[Bu yazı KöZ Gazetesinin Ocak 2002 tarihli 20. sayısında yayımlanmıştır.]
19 Aralık günü Buenos Aires sokakları öfkeli emekçilerle doldu. Emekçiler sadece Buenos Aires’te değil Arjantin’in dört bir yanında alanlara çıktılar. Arjantin’deki sendikalar 19 Aralık günü genel greve çıkma kararı almışlardı. Bu genel grev son iki yıl içinde düzenlenen genel grevlerin sekizincisiydi. Yedinci genel grev ise bundan bir hafta önce 12 Aralık’ta düzenlenmişti.
Genel Grev Niye Yapıldı?
Genel grevin örgütlenmesinin nedeni, hükümetin IMF politikalarına körce itaat etmesini protesto etmekti. Emperyalizme bağımlı bütün ülkeler gibi Arjantin de borçlu bir ülkeydi; ülkenin tam 132 milyar dolar borcu vardı. Ancak Arjantin bu borcu ödemek şöyle dursun faizini bile ödeyemeyecek durumdaydı. Hükümetinin kasalarında Aralık ayında ödemesi gereken 1,3 milyar dolarlık borç faizini ödeyecek kadar bile dolar yoktu. Arjantin borcunu ödemek için tekrar IMF’ye başvurdu. Ancak IMF bu isteği, borç ödeme planını gerçekçi bulmama gerekçesiyle geri çevirdi. IMF’ye göre Arjantin hükümeti popülist davranıyor, parasını çarçur ediyordu. Faizleri karşılayacak borcu vermek için IMF’nin önemli bir şartı vardı; Arjantin hükümetinden bütçesini kısmasını, işçilere emekçilere ayırdığı payı daha da küçültmesini istiyordu. Oysa bir süre önce hükümet bütçeyi kısmak için hem emeklilerin hem de kamu çalışanlarının maaşlarında yüzde on üç oranında kesinti yapmıştı. IMF ise bu kesintilerle yetinmiyor, yeni kesintiler istiyordu. Üstelik hükümet bankalarda paralar bitmesin diye günde 250 Pezo’dan fazla para çekmesini yasaklamıştı.

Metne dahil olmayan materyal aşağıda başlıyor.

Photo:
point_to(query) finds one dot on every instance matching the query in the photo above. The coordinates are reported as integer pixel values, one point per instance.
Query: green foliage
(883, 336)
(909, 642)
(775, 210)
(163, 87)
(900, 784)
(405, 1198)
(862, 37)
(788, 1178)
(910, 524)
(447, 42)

Hükümetin politikaları sadece kamu çalışanlarını etkilemiyordu. Ülke ekonomisinin içinde bulunduğu durum patronların krizi bahane ederek milyonlarca işçiyi işten çıkarmasına, milyonlarcasının ücretlerini ise ancak geciktirerek ödemesine yol açmıştı. Ayaklanma başladığında Arjantin’de işsizlik yüzde 18,3 civarındaydı. Arjantin’in esas sanayi merkezi olan Buenos Aires bölgesinde her on işçiden dördü işsiz durumdaydı.

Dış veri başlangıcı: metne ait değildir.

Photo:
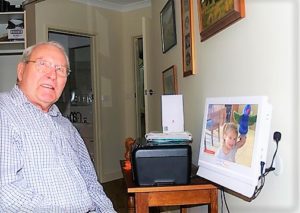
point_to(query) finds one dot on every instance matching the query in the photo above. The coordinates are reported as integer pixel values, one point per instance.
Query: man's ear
(20, 70)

İşsizlik arttıkça kişi başına düşen gelir de azalıyordu. Emekçiler Arjantin’de dört yılda yüzde 14 yoksullaştı. Gelir dağılımındaki adaletsizliğin arttığı düşünülürse bu yoksullaşmanın aslında kat be kat fazla olduğu anlaşılır. 36 milyonluk nüfusu olan Arjantin’in nüfusunun 14 milyonu resmi yoksulluk sınırının altında yaşıyor.
Bu koşullar altında parasızlık içindeki Arjantin emekçileri en temel gereksinimlerini bile karşılayamaz duruma gelmişlerdi. Hükümetin bütçede yeni kesintiler yapma kararı böylelikle bardağı taşıran son damla oldu.

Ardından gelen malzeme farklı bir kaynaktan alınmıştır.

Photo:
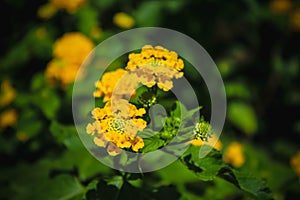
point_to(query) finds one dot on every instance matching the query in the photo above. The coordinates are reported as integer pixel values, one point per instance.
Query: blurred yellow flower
(211, 141)
(22, 136)
(73, 47)
(69, 5)
(7, 94)
(295, 163)
(123, 20)
(8, 118)
(69, 53)
(280, 6)
(96, 32)
(46, 11)
(234, 154)
(117, 125)
(155, 65)
(41, 32)
(295, 20)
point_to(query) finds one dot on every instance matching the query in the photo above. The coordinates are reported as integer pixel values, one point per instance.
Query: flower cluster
(156, 65)
(234, 154)
(69, 52)
(213, 141)
(116, 126)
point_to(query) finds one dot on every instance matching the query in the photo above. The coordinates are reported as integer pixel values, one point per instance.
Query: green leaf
(48, 101)
(236, 89)
(212, 166)
(152, 144)
(205, 168)
(66, 135)
(29, 123)
(88, 19)
(243, 116)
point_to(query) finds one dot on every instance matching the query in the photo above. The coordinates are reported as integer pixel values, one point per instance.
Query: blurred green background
(255, 45)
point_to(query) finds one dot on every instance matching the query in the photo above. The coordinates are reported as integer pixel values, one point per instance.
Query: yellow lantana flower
(123, 20)
(212, 141)
(7, 93)
(46, 11)
(295, 163)
(155, 65)
(69, 52)
(234, 154)
(73, 47)
(116, 125)
(8, 118)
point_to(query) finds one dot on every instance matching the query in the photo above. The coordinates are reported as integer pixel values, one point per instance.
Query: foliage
(256, 48)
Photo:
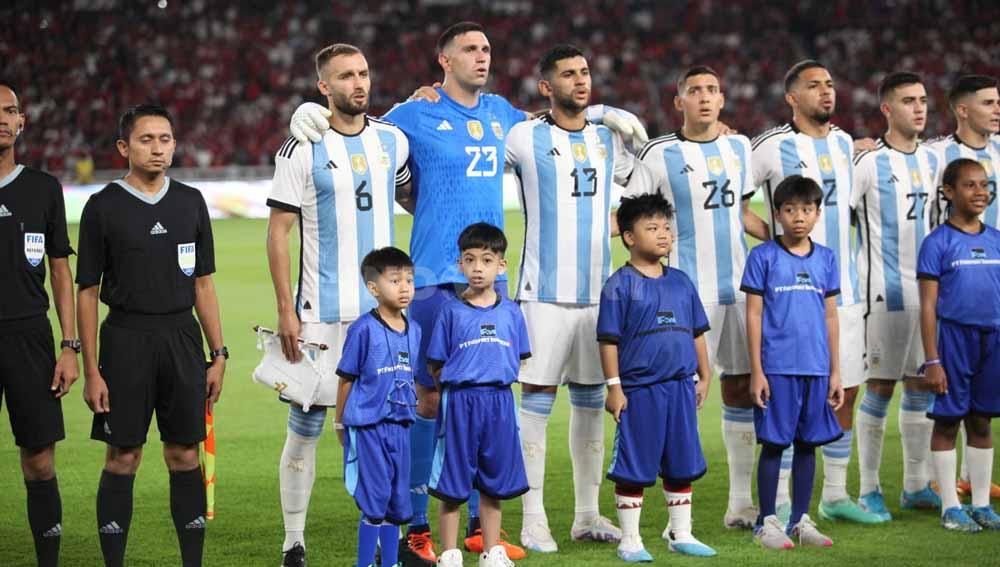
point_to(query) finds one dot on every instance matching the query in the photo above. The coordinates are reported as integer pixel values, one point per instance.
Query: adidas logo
(196, 524)
(110, 529)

19 Aralık’ta Greve Giden İşçiler Yalnız Değildi
İşte sekizinci genel grev kararı bu koşullar altında alındı. Ancak bu genel grev öncekilerden farklı gelişti. Ülkenin iki büyük sendikası CGT ve CTA tarafından örgütlenen genel greve katılanlar sadece milyonlarca sendikalı emekçiyle sınırlı değildi. Sadece fabrikalardaki ve kamu işyerlerindeki sendikalı işçilerin iş bırakmasıyla kalmadı; işçi sınıfının en çok sömürülen ve krizin sonuçlarından en fazla etkilenen sendikasız, işgüvencesiz ve işsiz kesimlerinin de harekete geçtiği hatta ön aldığı bir eylem oldu. 19 Aralık’ta başlayan eylemlerde sınıfın bu kesimlerinin gerçekten öne çıkıp çıkmadığını öğrenmek için somut bilgilere, rakamlara, verilere ihtiyaç duyanlar olabilir; ama Arjantin’deki eylemlerin genel seyrine, eyleme katılan yığınların davranışlarına bakarak da bu sonuca varmak zor değil, yanlış da olmaz. Özellikle benzeri kesimler içinde yaşayan, çalışan devrimciler bu kesimlerin ne tip refleks ve davranışları olduğunu öteden beri bilirler, bilmek zorundalar. 19 Aralık’taki genel grev, Arjantin’li emekçilerin bu kesimlerinin biriken öfkelerinin dışa vurulmasına vesile oldu.
İşsizler de Eyleme Katıldı
19 Aralık’ta işçi sınıfının bir parçası olan işsizler sokaklardaydı. İşsizler başkent Buenos Aires’e giden yolları kapatıp işsizlik sigortası istediler. Hafta sonu boyunca yapılan protesto gösterilerinde eylemi düzenleyen sendikalardan CTA işsizlerin talepleri doğrultusunda bir referandum düzenledi. Referanduma katılan üç milyonu aşkın emekçi işsizlik sigortası talebini destekleyecek şekilde oy kullandılar.
Emekliler de Sokaktaydı
19 Aralık’ta emekli işçiler de vardı. Hükümetin saldırılarından onlar da nasibini almışlardı. Artan protestolar nedeniyle hükümet emeklilerin maaşını bir hafta geç ödemeye yönelik kararını geri çekti.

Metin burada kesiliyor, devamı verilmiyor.